Amidst the triumphs, there have also been many challenges. Although there is an increasingly great push toward interoperability in between disparate systems, true “plug-and-play” has remained elusive. Barcoding and RFID tagging have become increasingly prevalent, but few institutions have unlocked the full potential of these tracking technologies. The advent of WSI offers many exciting possibilities, but current issues of LIS interoperability and logistical feasibility remain. Although the APLIS has become more feature rich and faster running on ever cheaper commodity hardware, these systems are not easy to implement, operate, maintain, or even upgrade/replace. A great amount of standardization work lies ahead of us, especially in the realm of interfaces. This area suffers from the same problem that has plagued all medical interoperability standards: existing interoperability standards merely focus on the structure of the message, not on the format of the message itself. It is not too dissimilar from telling 2 people that their letters to each other can be interoperable because they each have an opening paragraph, one or more body paragraphs, and a closing paragraph, despite the fact that one only speaks Swahili and the other only speaks German.

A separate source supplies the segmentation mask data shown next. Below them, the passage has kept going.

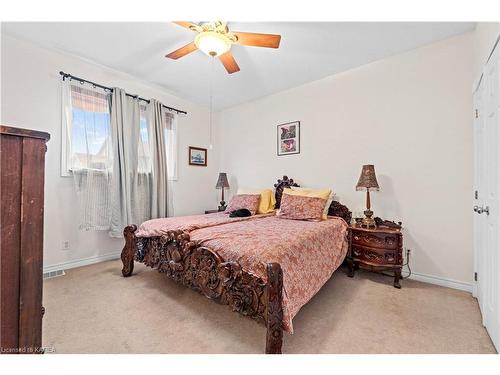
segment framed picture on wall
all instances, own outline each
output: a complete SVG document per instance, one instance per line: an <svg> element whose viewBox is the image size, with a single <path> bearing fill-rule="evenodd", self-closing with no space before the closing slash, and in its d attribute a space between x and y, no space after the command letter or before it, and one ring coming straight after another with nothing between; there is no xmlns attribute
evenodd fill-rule
<svg viewBox="0 0 500 375"><path fill-rule="evenodd" d="M278 156L300 154L300 121L278 125Z"/></svg>
<svg viewBox="0 0 500 375"><path fill-rule="evenodd" d="M189 165L207 166L207 149L189 146Z"/></svg>

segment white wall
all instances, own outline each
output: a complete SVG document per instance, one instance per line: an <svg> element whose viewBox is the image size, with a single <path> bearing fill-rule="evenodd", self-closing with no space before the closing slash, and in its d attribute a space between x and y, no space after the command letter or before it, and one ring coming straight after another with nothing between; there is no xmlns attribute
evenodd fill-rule
<svg viewBox="0 0 500 375"><path fill-rule="evenodd" d="M404 223L415 272L472 281L472 33L220 113L232 192L284 174L332 187L354 213L361 166L381 186L376 216ZM301 153L276 155L276 125L301 122Z"/></svg>
<svg viewBox="0 0 500 375"><path fill-rule="evenodd" d="M156 98L188 112L179 117L178 181L173 182L174 214L202 213L217 207L217 159L209 152L208 167L188 165L188 145L208 148L208 110L181 100L166 90L121 72L2 34L2 113L4 125L51 134L46 155L44 265L50 267L97 256L117 254L123 246L105 232L82 232L75 212L76 195L70 177L60 177L61 89L59 71L108 86L122 87L145 98ZM61 250L62 241L70 250Z"/></svg>
<svg viewBox="0 0 500 375"><path fill-rule="evenodd" d="M500 35L499 22L478 22L474 30L474 79L479 79L493 46Z"/></svg>
<svg viewBox="0 0 500 375"><path fill-rule="evenodd" d="M52 136L45 266L117 254L122 246L106 233L78 230L72 180L59 175L58 72L64 70L188 111L179 119L175 215L216 207L213 185L219 170L229 173L231 192L238 186L272 187L284 174L303 186L331 186L359 214L365 197L354 185L361 165L374 163L381 185L372 196L375 214L403 220L414 271L471 282L470 92L484 55L481 45L490 43L496 29L478 25L478 30L217 114L208 168L189 167L186 160L188 145L208 147L206 108L135 77L3 34L1 122ZM293 120L301 121L301 154L278 157L276 125ZM61 250L64 240L71 250Z"/></svg>

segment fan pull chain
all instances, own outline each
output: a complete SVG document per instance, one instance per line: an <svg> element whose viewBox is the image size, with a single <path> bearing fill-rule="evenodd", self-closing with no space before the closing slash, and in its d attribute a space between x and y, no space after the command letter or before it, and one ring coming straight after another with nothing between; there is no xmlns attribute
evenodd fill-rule
<svg viewBox="0 0 500 375"><path fill-rule="evenodd" d="M212 110L213 110L213 76L214 76L214 60L215 57L212 56L212 61L210 62L210 87L209 87L209 95L210 95L210 114L209 114L209 122L208 122L208 131L209 131L209 146L208 148L211 150L213 148L212 145Z"/></svg>

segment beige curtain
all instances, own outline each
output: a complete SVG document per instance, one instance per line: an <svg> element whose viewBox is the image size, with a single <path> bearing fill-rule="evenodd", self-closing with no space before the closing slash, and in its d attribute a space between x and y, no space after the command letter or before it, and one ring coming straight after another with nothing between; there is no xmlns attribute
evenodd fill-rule
<svg viewBox="0 0 500 375"><path fill-rule="evenodd" d="M111 99L113 174L111 183L112 237L123 237L123 228L151 218L151 171L140 150L147 148L140 136L139 100L114 88Z"/></svg>
<svg viewBox="0 0 500 375"><path fill-rule="evenodd" d="M168 176L165 129L170 124L172 115L165 113L163 105L154 99L151 99L149 109L149 143L152 159L151 217L167 217Z"/></svg>

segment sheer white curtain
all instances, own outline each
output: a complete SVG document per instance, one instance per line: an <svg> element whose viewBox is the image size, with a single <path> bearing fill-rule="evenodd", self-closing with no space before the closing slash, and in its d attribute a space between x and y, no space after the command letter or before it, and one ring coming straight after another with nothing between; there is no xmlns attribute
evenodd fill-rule
<svg viewBox="0 0 500 375"><path fill-rule="evenodd" d="M177 115L165 112L165 147L167 152L167 215L174 215L172 184L177 180Z"/></svg>
<svg viewBox="0 0 500 375"><path fill-rule="evenodd" d="M109 229L113 161L109 107L109 92L63 81L63 119L69 138L63 157L75 183L80 229Z"/></svg>

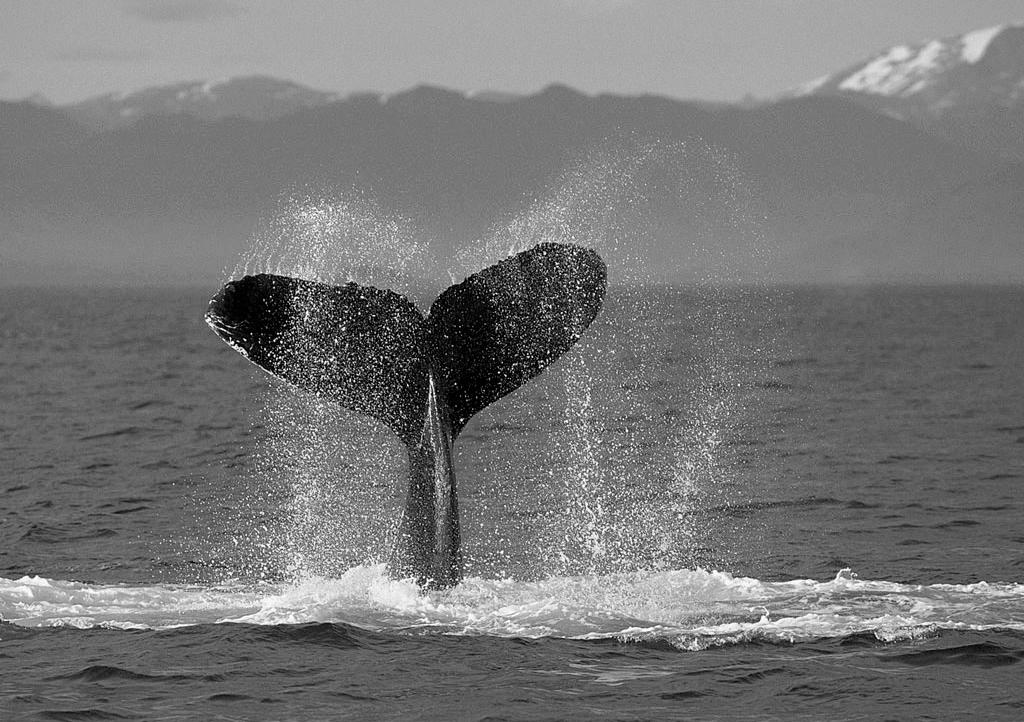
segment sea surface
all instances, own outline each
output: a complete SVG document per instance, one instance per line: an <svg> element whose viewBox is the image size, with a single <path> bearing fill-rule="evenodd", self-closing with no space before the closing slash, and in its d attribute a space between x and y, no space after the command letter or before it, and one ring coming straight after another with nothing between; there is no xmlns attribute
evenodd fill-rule
<svg viewBox="0 0 1024 722"><path fill-rule="evenodd" d="M215 290L0 291L0 719L1024 718L1024 289L612 288L428 594Z"/></svg>

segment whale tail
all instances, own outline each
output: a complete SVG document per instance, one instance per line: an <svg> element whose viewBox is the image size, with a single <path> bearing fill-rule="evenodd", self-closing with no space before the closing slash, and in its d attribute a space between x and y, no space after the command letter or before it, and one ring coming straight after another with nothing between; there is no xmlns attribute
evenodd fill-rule
<svg viewBox="0 0 1024 722"><path fill-rule="evenodd" d="M426 317L393 291L259 274L226 284L206 321L271 374L398 435L410 454L403 526L416 550L402 568L450 586L460 566L452 443L576 343L606 282L593 250L542 243L451 286Z"/></svg>
<svg viewBox="0 0 1024 722"><path fill-rule="evenodd" d="M431 371L457 436L576 343L605 284L596 252L542 243L451 286L426 318L394 291L259 274L226 284L206 321L257 366L412 445Z"/></svg>

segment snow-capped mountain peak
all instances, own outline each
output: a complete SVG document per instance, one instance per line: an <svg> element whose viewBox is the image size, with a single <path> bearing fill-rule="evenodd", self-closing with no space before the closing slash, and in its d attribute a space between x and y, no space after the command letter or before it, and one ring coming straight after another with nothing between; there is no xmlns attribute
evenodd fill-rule
<svg viewBox="0 0 1024 722"><path fill-rule="evenodd" d="M1024 137L1024 23L895 45L787 95L846 98L948 140L1016 158Z"/></svg>
<svg viewBox="0 0 1024 722"><path fill-rule="evenodd" d="M873 93L885 96L909 96L941 84L949 73L965 65L977 65L993 40L1011 28L1024 25L997 25L964 35L929 40L916 45L896 45L867 63L822 82L815 92L832 80L840 91ZM1020 69L1024 72L1024 68Z"/></svg>
<svg viewBox="0 0 1024 722"><path fill-rule="evenodd" d="M964 102L1010 103L1024 98L1024 23L996 25L937 40L895 45L832 75L805 83L788 95L873 96L893 100L885 110L907 117L900 99L941 113ZM1006 102L1003 102L1006 105Z"/></svg>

Nevertheless, this is a time of great excitement and opportunity for the contemporary APLIS. As we enter the digital decade of personalized medicine, our clinicians and patients will demand greater access to integrated AP, CP, and molecular data. We are already seeing clinicians asking for microscopic images to be attached to pathology reports and comprehensive theransotic summaries, and this trend will only continue. The amount of data that exists in the APLIS is vast, but it has hitherto been difficult to fully mine that data because so much of it exists only as free text; as natural language processing technology advances, our data mining will become more effective, allowing for new theories to be explored and new conclusions to be reached. The patterns embedded in this data, and hopefully within pixels of stored digital images, will continue to inform treatment decisions as they have in the past, but the possibility—and the hope—exists that we will become much more agile at discerning them. Barcoding and RFID tracking of AP specimens will become standard-of-care, much as barcoding of CP specimens is now de rigeur. This, in combination with the usage of WSI in routine diagnostic work, will mark the end of an era where slides could be lost and cassettes misplaced, and the beginning of an era where fine-grained tracking of cases is the rule, not the exception. As the APLIS becomes increasingly image-centric, automated image analysis techniques will be used on an increasing basis. Data from these analyses will be recorded, data warehoused, and data mined, leading to advances in computer-aided diagnosis. The possibilities are endless.
© 2012 Lippincott Williams & Wilkins, Inc.